Outro argumento que usa é o de que segundo a constituição (artigo 24.º) “A vida humana é inviolável.” Mas a constituição não define o que é uma vida humana, nem estabelece o seu início, podendo mesmo presumir-se que seja o nascimento, já que não prevê o caso de duas vidas existirem no mesmo corpo. É possível a uma lei violar a vida humana de uma mulher para lhe impôr a carga obrigatória de criar uma outra vida? Achará ele que o valor das vidas humanas é absoluto e independente dos seus sentimentos, dos seus sofrimentos, da sua qualidade de vida?

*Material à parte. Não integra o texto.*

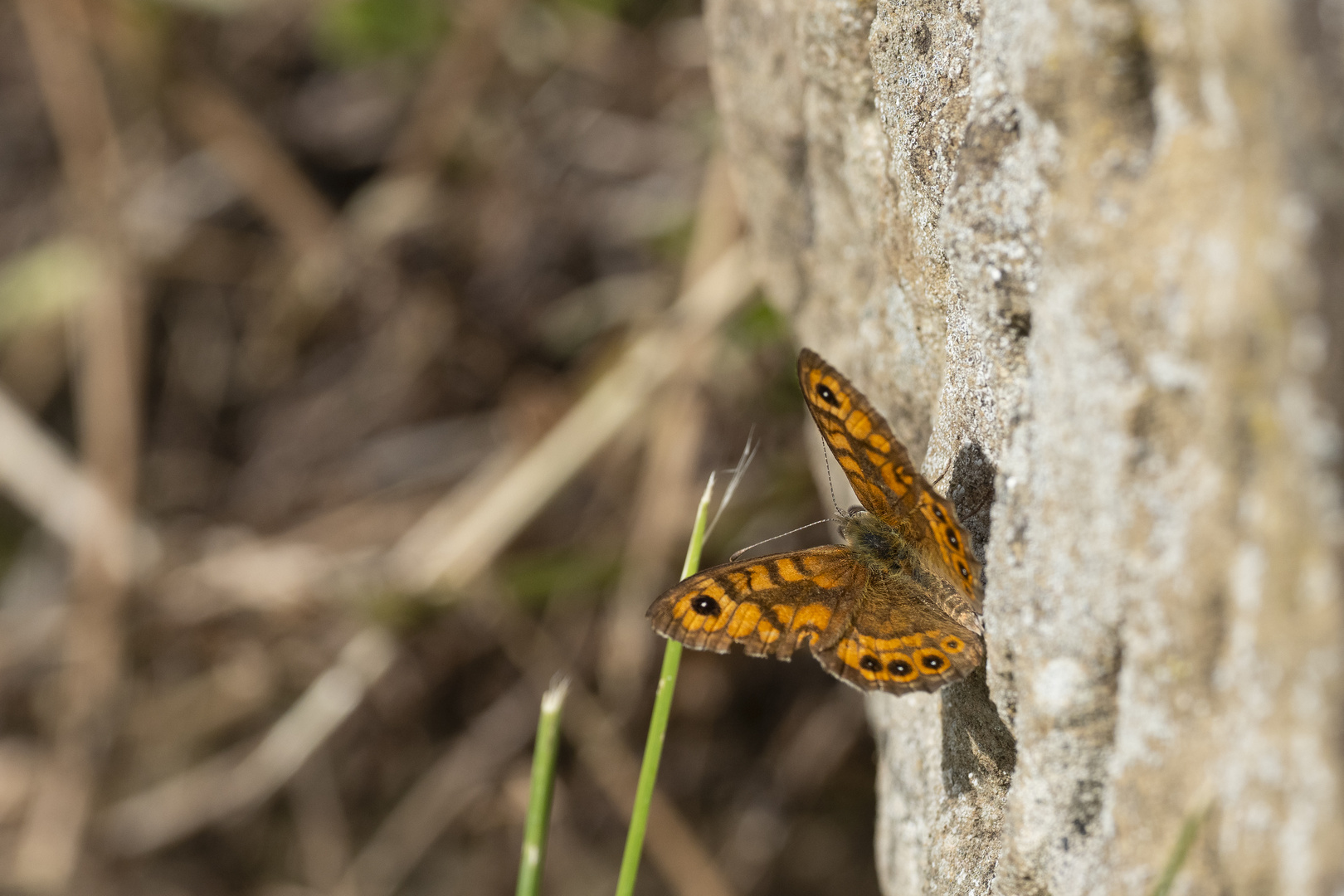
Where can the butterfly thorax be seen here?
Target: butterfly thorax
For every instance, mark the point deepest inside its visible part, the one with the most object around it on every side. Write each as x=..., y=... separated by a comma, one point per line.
x=882, y=548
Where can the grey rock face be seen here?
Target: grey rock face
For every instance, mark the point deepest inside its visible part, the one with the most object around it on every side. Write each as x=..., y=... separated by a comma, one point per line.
x=1090, y=254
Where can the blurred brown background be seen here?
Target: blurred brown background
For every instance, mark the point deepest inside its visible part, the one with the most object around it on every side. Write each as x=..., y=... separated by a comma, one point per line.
x=347, y=397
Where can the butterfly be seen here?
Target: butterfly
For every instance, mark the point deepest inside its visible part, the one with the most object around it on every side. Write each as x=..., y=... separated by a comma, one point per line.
x=895, y=609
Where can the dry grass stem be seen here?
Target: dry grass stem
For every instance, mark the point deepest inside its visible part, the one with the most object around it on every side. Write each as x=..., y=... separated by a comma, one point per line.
x=265, y=173
x=214, y=790
x=672, y=844
x=108, y=414
x=449, y=553
x=472, y=765
x=41, y=477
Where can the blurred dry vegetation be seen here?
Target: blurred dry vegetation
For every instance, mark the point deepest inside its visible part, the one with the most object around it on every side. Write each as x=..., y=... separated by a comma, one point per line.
x=300, y=301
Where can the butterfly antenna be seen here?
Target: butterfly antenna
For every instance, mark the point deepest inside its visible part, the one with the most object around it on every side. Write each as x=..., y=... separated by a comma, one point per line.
x=830, y=485
x=738, y=472
x=738, y=553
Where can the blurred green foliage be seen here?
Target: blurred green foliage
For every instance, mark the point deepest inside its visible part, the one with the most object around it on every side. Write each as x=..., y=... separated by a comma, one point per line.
x=362, y=32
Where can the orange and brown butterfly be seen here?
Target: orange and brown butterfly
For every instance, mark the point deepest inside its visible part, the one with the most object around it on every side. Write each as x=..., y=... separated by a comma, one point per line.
x=895, y=609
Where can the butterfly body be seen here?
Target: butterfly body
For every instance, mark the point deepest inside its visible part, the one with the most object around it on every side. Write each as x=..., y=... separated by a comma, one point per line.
x=894, y=609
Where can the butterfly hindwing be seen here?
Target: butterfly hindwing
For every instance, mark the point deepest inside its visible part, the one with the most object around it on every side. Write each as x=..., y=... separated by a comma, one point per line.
x=769, y=605
x=898, y=644
x=895, y=610
x=882, y=475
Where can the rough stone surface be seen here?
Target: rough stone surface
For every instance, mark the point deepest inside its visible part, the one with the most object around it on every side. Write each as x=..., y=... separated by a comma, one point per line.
x=1089, y=254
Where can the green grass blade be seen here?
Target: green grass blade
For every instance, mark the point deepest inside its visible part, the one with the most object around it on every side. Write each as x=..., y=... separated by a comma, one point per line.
x=1188, y=832
x=543, y=789
x=659, y=723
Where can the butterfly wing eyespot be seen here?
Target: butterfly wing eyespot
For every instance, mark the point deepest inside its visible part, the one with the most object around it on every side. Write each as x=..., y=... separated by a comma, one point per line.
x=882, y=475
x=769, y=605
x=860, y=626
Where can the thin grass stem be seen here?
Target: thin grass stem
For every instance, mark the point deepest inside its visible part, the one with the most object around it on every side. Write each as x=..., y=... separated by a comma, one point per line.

Se eu fosse do Não, defenderia então trabalhos forçados para os homens que se descuidaram.

Continua o presidente do PSD: «Coisa diferente é saber se, nestes casos, a pena de prisão é correcta. Não fujo, também, a esta questão e repito o que já antes afirmei: não sou favorável à pena de prisão para a mulher que decide abortar, seja antes ou depois das 10 semanas de gravidez

Ora aí estão as duas causas. Então se é contra a prisão, devia votar Sim à despenalização. Mas vota Não, porque acha mal que se aborte. As duas causas são incompatíveis, mas ele explica que é uma questão de a lei não facilitar:

«Consagrando-a, ela traduzirá um sinal de facilidade, não uma ideia de responsabilidade É como aqueles pais que ameaçam "se te portas mal, castigo-te" e depois não castigam nada, é só para ir avisando, para os miúdos saberem quem manda, percebendo estes perfeitamente que é tudo a fingir. Pelo sim, pelo não, ele diz que Não.

É realmente muito difícil deslindar os paradoxos do Não, mas há mais quem se esforce... E o adeptos das duas causas crescem: agora também o abominável homem das Neves e professor Martelo.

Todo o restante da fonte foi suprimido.